As he mourned, Argus with his star-like eyes drove her to distant pastures, dragging her out of her father’s arms. There, sitting at a distance he occupied a high peak of the mountain, where resting he could keep a watch on every side.

Jupiter sends Mercury to kill Argus

Now the king of the gods can no longer stand Phoronis’s great sufferings, and he calls his son, born of the shining Pleiad, and orders him to kill Argus. Mercury, quickly puts on his winged sandals, takes his sleep-inducing wand in his divine hand, and sets his cap on his head.

Dressed like this the son of Jupiter touches down on the earth from his father’s stronghold. There, he takes off his cap, and doffs his wings, only keeping his wand. Taking this, disguised as a shepherd, he drives she-goats, stolen on the way, through solitary lanes, and plays his reed pipe as he goes.

Juno’s guard is captivated by this new sound. ‘You there, whoever you are’ Argus calls ‘you could sit here beside me on this rock; there’s no better grass elsewhere for your flock, and you can see that the shade is fine for shepherds.’

The descendant of Atlas sits down and passes the day in conversation, talking of many things and playing on his reed pipe, trying to conquer those watching eyes. Argus however fights to overcome gentle sleep, and though he allows some of his eyes to close, the rest stay vigilant.

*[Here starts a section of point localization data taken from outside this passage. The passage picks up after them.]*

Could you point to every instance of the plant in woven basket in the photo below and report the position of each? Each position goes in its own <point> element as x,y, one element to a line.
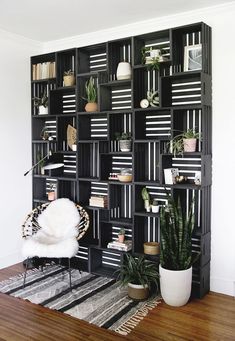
<point>176,236</point>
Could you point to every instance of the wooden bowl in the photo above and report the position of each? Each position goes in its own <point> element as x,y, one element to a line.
<point>125,177</point>
<point>151,248</point>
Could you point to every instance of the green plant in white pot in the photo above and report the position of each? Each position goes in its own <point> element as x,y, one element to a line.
<point>175,267</point>
<point>139,274</point>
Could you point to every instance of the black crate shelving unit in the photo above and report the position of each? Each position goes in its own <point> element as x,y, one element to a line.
<point>184,102</point>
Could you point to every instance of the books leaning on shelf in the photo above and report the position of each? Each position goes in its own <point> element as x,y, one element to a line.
<point>125,246</point>
<point>98,201</point>
<point>43,71</point>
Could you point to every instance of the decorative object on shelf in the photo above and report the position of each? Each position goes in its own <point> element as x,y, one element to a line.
<point>152,248</point>
<point>69,78</point>
<point>197,179</point>
<point>52,195</point>
<point>170,175</point>
<point>91,94</point>
<point>185,142</point>
<point>125,175</point>
<point>41,103</point>
<point>121,246</point>
<point>144,103</point>
<point>153,98</point>
<point>152,57</point>
<point>155,206</point>
<point>124,141</point>
<point>121,235</point>
<point>139,274</point>
<point>123,71</point>
<point>146,198</point>
<point>72,137</point>
<point>175,268</point>
<point>193,57</point>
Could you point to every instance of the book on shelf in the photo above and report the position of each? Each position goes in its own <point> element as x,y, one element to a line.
<point>125,246</point>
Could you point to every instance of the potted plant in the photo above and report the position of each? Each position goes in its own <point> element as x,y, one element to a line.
<point>41,103</point>
<point>146,198</point>
<point>124,141</point>
<point>175,267</point>
<point>69,79</point>
<point>52,192</point>
<point>139,274</point>
<point>91,95</point>
<point>185,142</point>
<point>121,235</point>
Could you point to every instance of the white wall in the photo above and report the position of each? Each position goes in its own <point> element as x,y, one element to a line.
<point>221,19</point>
<point>15,145</point>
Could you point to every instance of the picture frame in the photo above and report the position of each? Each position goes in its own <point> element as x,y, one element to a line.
<point>193,57</point>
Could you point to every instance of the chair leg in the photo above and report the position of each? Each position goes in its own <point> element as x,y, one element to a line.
<point>26,267</point>
<point>69,269</point>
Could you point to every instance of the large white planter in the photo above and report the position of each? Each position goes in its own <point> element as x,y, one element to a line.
<point>175,286</point>
<point>123,71</point>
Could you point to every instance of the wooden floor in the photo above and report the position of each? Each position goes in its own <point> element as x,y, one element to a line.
<point>212,318</point>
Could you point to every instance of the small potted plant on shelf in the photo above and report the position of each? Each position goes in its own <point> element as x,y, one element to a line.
<point>121,235</point>
<point>176,260</point>
<point>146,198</point>
<point>138,274</point>
<point>124,141</point>
<point>91,94</point>
<point>185,142</point>
<point>69,78</point>
<point>51,195</point>
<point>41,103</point>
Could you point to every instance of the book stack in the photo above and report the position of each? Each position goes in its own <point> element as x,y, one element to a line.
<point>125,246</point>
<point>98,201</point>
<point>43,71</point>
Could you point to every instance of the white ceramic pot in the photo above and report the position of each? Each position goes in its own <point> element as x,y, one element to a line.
<point>175,286</point>
<point>123,71</point>
<point>42,110</point>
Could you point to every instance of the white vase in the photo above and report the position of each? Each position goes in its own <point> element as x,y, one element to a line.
<point>175,286</point>
<point>123,71</point>
<point>42,110</point>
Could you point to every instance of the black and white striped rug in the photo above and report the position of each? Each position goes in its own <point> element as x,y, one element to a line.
<point>98,300</point>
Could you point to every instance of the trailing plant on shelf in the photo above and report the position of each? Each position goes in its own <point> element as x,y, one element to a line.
<point>176,229</point>
<point>69,79</point>
<point>91,94</point>
<point>124,139</point>
<point>139,274</point>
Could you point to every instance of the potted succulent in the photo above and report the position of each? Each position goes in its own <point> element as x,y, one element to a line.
<point>91,95</point>
<point>41,103</point>
<point>139,274</point>
<point>124,141</point>
<point>185,142</point>
<point>176,260</point>
<point>146,198</point>
<point>69,78</point>
<point>121,235</point>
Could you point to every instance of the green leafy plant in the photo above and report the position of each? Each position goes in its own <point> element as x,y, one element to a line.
<point>121,231</point>
<point>90,91</point>
<point>138,271</point>
<point>123,136</point>
<point>176,236</point>
<point>38,101</point>
<point>153,98</point>
<point>69,73</point>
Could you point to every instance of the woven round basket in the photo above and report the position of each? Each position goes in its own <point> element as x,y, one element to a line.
<point>151,248</point>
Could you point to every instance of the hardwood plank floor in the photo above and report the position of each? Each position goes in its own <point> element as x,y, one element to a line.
<point>209,319</point>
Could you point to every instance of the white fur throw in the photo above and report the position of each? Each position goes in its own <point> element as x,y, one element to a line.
<point>57,236</point>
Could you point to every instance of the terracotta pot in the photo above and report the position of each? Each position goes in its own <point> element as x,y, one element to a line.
<point>90,107</point>
<point>121,238</point>
<point>138,292</point>
<point>69,80</point>
<point>190,145</point>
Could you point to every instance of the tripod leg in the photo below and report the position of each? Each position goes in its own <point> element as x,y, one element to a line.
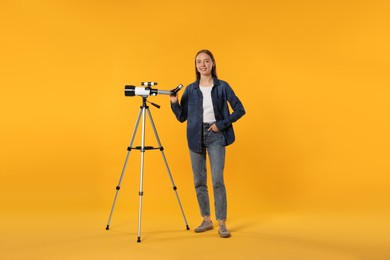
<point>168,170</point>
<point>123,170</point>
<point>141,193</point>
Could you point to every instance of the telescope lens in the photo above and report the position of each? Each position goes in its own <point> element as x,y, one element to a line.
<point>129,91</point>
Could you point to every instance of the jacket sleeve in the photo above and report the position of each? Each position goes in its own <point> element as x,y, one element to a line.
<point>180,109</point>
<point>236,105</point>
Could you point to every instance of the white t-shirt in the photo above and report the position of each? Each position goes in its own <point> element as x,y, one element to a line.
<point>208,110</point>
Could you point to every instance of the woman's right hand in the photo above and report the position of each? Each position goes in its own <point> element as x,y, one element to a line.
<point>173,99</point>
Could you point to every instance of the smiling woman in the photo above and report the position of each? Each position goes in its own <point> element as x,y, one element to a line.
<point>209,129</point>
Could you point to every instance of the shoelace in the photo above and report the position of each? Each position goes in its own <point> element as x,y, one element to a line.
<point>222,228</point>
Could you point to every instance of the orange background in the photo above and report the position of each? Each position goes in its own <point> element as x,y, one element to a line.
<point>313,77</point>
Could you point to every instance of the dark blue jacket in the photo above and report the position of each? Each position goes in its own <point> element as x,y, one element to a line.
<point>191,109</point>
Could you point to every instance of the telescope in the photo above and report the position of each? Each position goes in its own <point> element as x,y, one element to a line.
<point>146,90</point>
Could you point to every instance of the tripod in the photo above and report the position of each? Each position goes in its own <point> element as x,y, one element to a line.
<point>142,149</point>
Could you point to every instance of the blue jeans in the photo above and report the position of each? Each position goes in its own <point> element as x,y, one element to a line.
<point>212,143</point>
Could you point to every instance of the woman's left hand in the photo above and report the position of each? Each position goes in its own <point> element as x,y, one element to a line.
<point>213,128</point>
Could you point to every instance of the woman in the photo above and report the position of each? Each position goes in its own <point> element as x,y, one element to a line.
<point>209,129</point>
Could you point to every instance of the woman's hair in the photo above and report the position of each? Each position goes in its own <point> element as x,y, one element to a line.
<point>213,70</point>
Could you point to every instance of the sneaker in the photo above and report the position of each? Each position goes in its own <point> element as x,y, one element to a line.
<point>223,232</point>
<point>204,226</point>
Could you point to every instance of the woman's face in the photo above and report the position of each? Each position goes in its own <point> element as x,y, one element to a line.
<point>204,64</point>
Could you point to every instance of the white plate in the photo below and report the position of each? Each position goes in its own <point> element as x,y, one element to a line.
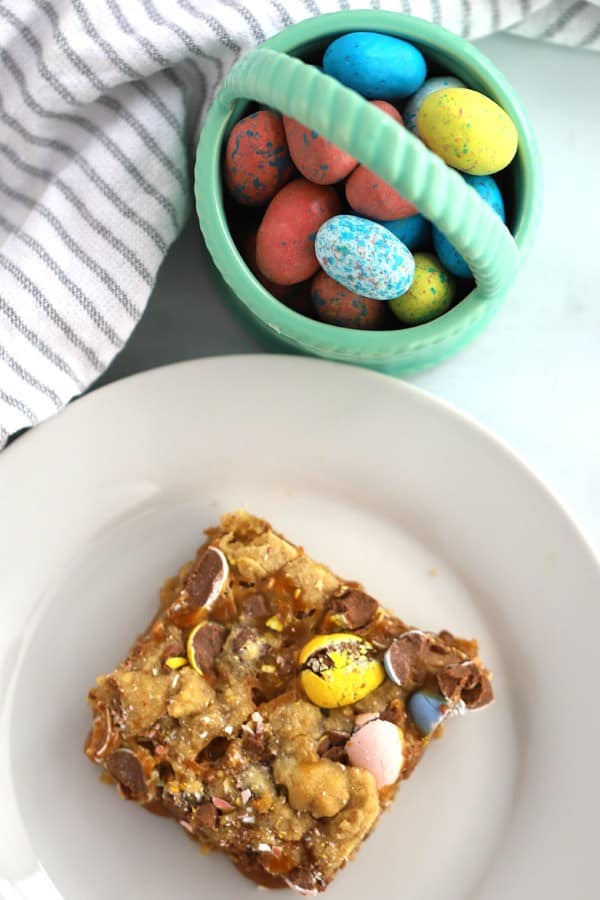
<point>388,486</point>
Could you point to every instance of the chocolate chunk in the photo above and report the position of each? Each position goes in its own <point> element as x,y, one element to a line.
<point>255,606</point>
<point>357,607</point>
<point>467,682</point>
<point>205,817</point>
<point>206,578</point>
<point>125,767</point>
<point>403,655</point>
<point>215,750</point>
<point>207,644</point>
<point>176,805</point>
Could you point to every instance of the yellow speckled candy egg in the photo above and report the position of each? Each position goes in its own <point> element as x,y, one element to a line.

Cyllenian Mercury saw that every eye had succumbed and their light was lost in sleep. Quickly he stops speaking and deepens their rest, caressing those drowsy eyes with touches of his magic wand. Then straightaway he strikes the nodding head, where it joins the neck, with his curved sword, and sends it bloody down the rocks, staining the steep cliff. Argus, you are overthrown, the light of your many eyes is extinguished, and one dark sleeps under so many eyelids.

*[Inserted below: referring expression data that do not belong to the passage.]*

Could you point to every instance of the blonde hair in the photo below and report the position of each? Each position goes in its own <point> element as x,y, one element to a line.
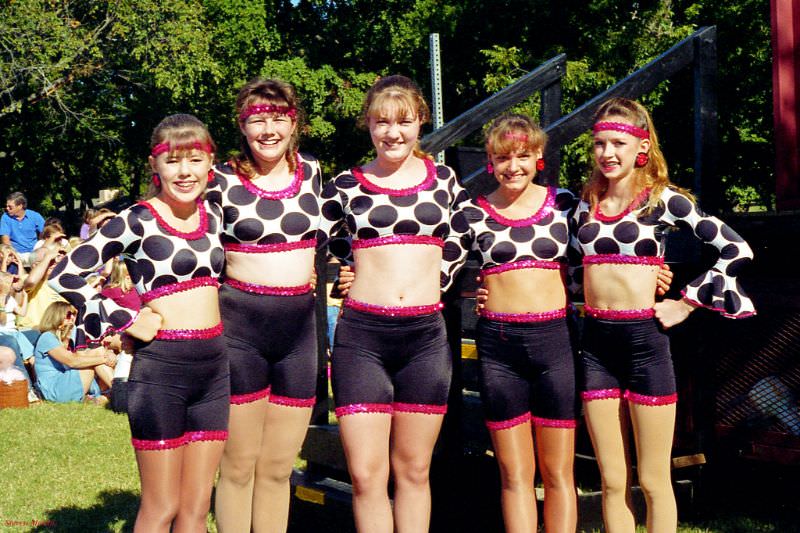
<point>52,319</point>
<point>269,91</point>
<point>396,96</point>
<point>179,131</point>
<point>653,175</point>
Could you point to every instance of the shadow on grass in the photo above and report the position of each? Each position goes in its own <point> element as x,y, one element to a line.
<point>113,511</point>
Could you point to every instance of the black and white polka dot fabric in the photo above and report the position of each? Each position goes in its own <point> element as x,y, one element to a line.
<point>256,220</point>
<point>542,237</point>
<point>160,259</point>
<point>373,215</point>
<point>634,236</point>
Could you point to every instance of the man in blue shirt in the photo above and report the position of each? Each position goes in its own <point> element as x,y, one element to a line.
<point>20,227</point>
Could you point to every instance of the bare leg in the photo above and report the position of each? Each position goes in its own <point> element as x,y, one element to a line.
<point>413,438</point>
<point>200,462</point>
<point>653,429</point>
<point>556,454</point>
<point>233,505</point>
<point>160,476</point>
<point>608,428</point>
<point>514,450</point>
<point>284,430</point>
<point>365,437</point>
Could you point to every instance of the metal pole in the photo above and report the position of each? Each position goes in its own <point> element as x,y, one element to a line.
<point>436,88</point>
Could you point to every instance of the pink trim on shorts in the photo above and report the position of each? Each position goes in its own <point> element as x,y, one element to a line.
<point>420,408</point>
<point>643,399</point>
<point>181,286</point>
<point>619,259</point>
<point>543,316</point>
<point>247,248</point>
<point>269,291</point>
<point>389,310</point>
<point>619,314</point>
<point>397,239</point>
<point>498,425</point>
<point>292,402</point>
<point>358,408</point>
<point>189,334</point>
<point>519,265</point>
<point>292,189</point>
<point>554,423</point>
<point>430,175</point>
<point>202,227</point>
<point>601,394</point>
<point>250,397</point>
<point>544,209</point>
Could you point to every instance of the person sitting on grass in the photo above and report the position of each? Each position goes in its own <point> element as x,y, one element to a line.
<point>62,375</point>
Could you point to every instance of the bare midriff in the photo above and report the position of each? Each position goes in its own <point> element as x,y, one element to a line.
<point>619,286</point>
<point>192,309</point>
<point>527,290</point>
<point>288,268</point>
<point>397,275</point>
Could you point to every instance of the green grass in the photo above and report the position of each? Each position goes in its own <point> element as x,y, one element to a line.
<point>70,467</point>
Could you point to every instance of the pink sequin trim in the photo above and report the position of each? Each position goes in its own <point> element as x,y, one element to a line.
<point>181,286</point>
<point>202,227</point>
<point>268,290</point>
<point>519,265</point>
<point>246,248</point>
<point>633,205</point>
<point>239,399</point>
<point>619,314</point>
<point>619,259</point>
<point>165,148</point>
<point>388,310</point>
<point>259,109</point>
<point>398,239</point>
<point>357,408</point>
<point>499,425</point>
<point>292,402</point>
<point>554,423</point>
<point>543,211</point>
<point>430,175</point>
<point>601,394</point>
<point>642,399</point>
<point>543,316</point>
<point>420,408</point>
<point>621,127</point>
<point>291,190</point>
<point>189,334</point>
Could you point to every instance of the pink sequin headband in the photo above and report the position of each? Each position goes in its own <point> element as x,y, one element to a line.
<point>162,148</point>
<point>257,109</point>
<point>621,126</point>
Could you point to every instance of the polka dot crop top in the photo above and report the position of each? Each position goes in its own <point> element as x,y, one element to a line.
<point>161,260</point>
<point>636,237</point>
<point>377,216</point>
<point>259,221</point>
<point>540,240</point>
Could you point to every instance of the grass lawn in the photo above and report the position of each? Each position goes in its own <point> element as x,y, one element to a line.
<point>71,468</point>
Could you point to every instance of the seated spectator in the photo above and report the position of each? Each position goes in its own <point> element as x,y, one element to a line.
<point>61,375</point>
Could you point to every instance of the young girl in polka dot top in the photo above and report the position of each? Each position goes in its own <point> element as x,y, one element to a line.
<point>391,366</point>
<point>269,196</point>
<point>627,205</point>
<point>178,387</point>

Io is returned to human form

Saturnia took his eyes and set them into the feathers of her own bird, and filled the tail with star-like jewels.

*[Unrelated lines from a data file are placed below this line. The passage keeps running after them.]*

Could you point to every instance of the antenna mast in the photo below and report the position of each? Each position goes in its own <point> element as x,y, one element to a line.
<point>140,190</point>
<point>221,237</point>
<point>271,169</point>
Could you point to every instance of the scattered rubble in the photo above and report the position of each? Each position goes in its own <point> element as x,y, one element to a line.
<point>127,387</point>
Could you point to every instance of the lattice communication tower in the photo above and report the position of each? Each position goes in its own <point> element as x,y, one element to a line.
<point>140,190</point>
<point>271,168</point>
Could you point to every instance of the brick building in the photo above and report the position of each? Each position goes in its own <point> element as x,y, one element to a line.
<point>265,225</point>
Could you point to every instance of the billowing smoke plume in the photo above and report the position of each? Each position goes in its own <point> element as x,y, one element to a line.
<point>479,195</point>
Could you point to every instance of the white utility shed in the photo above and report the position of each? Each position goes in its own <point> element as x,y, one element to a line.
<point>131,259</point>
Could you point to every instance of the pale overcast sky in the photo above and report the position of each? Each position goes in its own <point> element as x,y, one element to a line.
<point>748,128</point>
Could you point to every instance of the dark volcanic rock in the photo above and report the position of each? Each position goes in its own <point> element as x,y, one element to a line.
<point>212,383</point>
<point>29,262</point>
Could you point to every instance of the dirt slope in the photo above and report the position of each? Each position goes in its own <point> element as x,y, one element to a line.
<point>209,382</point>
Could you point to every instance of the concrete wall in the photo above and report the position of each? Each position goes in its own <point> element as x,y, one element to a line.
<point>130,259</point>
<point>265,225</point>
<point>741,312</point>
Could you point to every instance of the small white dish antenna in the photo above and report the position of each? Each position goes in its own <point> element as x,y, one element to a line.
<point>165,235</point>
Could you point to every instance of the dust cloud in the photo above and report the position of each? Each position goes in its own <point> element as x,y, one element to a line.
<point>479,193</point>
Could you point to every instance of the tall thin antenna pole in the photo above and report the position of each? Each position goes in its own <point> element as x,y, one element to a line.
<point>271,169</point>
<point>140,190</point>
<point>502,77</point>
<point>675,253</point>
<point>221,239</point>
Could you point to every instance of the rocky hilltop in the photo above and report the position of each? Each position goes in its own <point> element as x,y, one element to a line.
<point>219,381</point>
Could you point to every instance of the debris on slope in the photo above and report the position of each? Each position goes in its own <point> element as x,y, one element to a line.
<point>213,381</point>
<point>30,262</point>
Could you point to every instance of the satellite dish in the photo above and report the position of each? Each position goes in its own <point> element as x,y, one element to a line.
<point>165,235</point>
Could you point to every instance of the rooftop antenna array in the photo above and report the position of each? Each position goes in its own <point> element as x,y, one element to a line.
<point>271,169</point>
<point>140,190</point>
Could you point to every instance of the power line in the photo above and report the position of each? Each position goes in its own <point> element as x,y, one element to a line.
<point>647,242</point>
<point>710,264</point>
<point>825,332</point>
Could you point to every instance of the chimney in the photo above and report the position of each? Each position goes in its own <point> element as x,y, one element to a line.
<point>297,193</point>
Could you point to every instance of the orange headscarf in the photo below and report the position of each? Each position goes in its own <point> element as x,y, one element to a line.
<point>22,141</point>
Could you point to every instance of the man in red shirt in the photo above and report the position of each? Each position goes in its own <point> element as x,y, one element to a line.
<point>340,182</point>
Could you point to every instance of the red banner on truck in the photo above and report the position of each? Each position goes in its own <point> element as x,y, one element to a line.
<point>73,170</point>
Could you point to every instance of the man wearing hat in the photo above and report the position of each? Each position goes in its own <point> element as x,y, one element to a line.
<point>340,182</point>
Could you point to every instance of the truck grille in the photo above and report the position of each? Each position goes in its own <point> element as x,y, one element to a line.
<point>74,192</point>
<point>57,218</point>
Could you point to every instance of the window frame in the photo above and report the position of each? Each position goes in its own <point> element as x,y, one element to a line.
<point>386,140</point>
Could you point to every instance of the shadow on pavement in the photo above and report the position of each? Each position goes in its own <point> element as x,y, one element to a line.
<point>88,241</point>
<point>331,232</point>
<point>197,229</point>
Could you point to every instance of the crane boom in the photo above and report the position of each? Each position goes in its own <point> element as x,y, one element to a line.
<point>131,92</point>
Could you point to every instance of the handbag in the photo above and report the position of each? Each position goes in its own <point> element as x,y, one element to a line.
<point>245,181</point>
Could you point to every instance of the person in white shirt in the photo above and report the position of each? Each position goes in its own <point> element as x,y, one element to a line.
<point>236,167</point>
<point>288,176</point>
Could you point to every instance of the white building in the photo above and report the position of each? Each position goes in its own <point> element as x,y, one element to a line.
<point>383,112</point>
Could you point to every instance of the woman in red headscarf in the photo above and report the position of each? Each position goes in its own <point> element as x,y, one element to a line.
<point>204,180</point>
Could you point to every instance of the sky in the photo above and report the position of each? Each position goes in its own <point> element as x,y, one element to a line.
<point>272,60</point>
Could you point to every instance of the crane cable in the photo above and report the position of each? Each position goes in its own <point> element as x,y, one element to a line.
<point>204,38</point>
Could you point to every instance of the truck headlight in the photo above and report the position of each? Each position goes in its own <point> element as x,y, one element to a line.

Immediately she blazed with anger, and did not hold back from its consequences. She set a terrifying Fury in front of the eyes and mind of that ‘slut’ from the Argolis, buried a tormenting restlessness in her breast, and drove her as a fugitive through the world.

You, Nile, put an end to her immeasurable suffering. When Io reached you, she fell forward onto her knees on the riverbank and turning back her long neck with her face upwards, in the only way she could, looked to the sky, and with groans and tears and sad lowing seemed to reproach Jupiter and beg him to end her troubles.

Jupiter threw his arms round his wife’s neck and pleaded for an end to vengeance, saying, ‘Do not fear; in future she will never be a source of pain,’ and he called the Stygian waters to witness his words.

As the goddess grows calmer, Io regains her previous appearance, and becomes what she once was. The rough hair leaves her body, the horns disappear, the great eyes grow smaller, the gaping mouth shrinks, the shoulders and hands return, and the hooves vanish, each hoof changing back into five nails. Nothing of the heifer is left except her whiteness. Able to stand on two feet she raises herself erect and fearing to speak in case she lows like a heifer, timidly attempts long neglected words.